Can we talk more about Julia Michaels
Okay, so first off she's like 24 and has already written songs for Bieber, Selena Gomez, John Legend, Britney and Fifth Harmony. So any annoying song that has gotten stuck in your head, she likely wrote it. She only released her own song "Issues" last year and her voice is crazier than that time Michael Jordan thought he could play baseball. If T.Swift is a batch of vanilla cupcakes (which, she is) than Julia is a batch of fresh brownies with walnuts and flecks of gold and whipped cream and fireworks and a G5 jet bursting out of them. Take some time to listen to "Issues" and "Uh Huh' while you're at it.

Break me off Apa-iece of that
If you haven't watched Riverdale yet, it's likely because I am their primary PR manager and I just haven't reached you yet. The cast is beautiful only made ridiculous by the fact that they are in "high school." And there's drama and milkshakes and pregnancies and basically everything you've ever seen in a CW show. For the most part, I hate KJ Apa's character (Archie) because there is LITERALLY a murderer in the town and people dying and all he cares about is his Troy Bolton dilemma of "Should I pursue my music or keep playing sports?" But, let's not be irrational. His face (read: body) is great to look at. And he's Australian! I've never really put much thought into it on a Monday, but I wouldn't mind moving to Sydney to live on a ranch and raise kangaroos and eat shrimp on the barbie (again, I am so cultured) because look at this face!

Baseball couture is in!
I don't know where Iggy Azalea has been for the past few years, but anyway, she's popped back into our lives dressed as a yellow baseball. How hard do you think it is for her to go to the bathroom? Like do they have to untie all of the side stitching or does she just have a catheter and pee bag attached to her leg? These are the fashion mysteries we the people want the answers to!

Lorde of the Rings
The week leading into the show cemented my love for Lorde when she revealed that she has been running an Instagram account to rate onion rings. And everyone knows that adding an onion ring connoisseur to my girl gang has been top priority the entire year.

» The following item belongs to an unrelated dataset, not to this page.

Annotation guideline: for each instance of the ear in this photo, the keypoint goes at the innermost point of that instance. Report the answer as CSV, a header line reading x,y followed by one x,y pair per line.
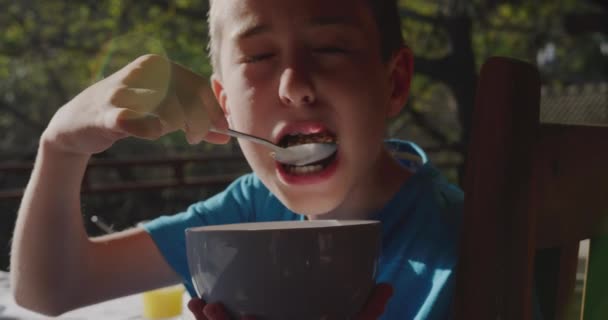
x,y
220,94
401,69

Anyway, she closed out the show and appeared on stage in some TLC "Don't Go Chasin' Waterfalls" silk pajamas, which we all know is my preferred Casual Friday wear:
Then she got sassy and took off the pajama top and a teen choir appeared onstage and I'm sure there was a metaphor or bigger artistic picture here, but the only picture I remembered was this:
Every single one of you can relate to this moment because it's what you look like when you're dancing in front of a full-length mirror to Beyonce's "7/11" or "Formation" or "Sorry" or literally any Beyonce song. If you haven't danced while making a face like you've just smelled Bigfoot's diaper nearby, you haven't really danced. Loved the performance and her new album "Melodrama" is pretty great, so grab some onion rings and give it a listen.

Thanks for the memories, Canada! Me and this guy will see you in 2090!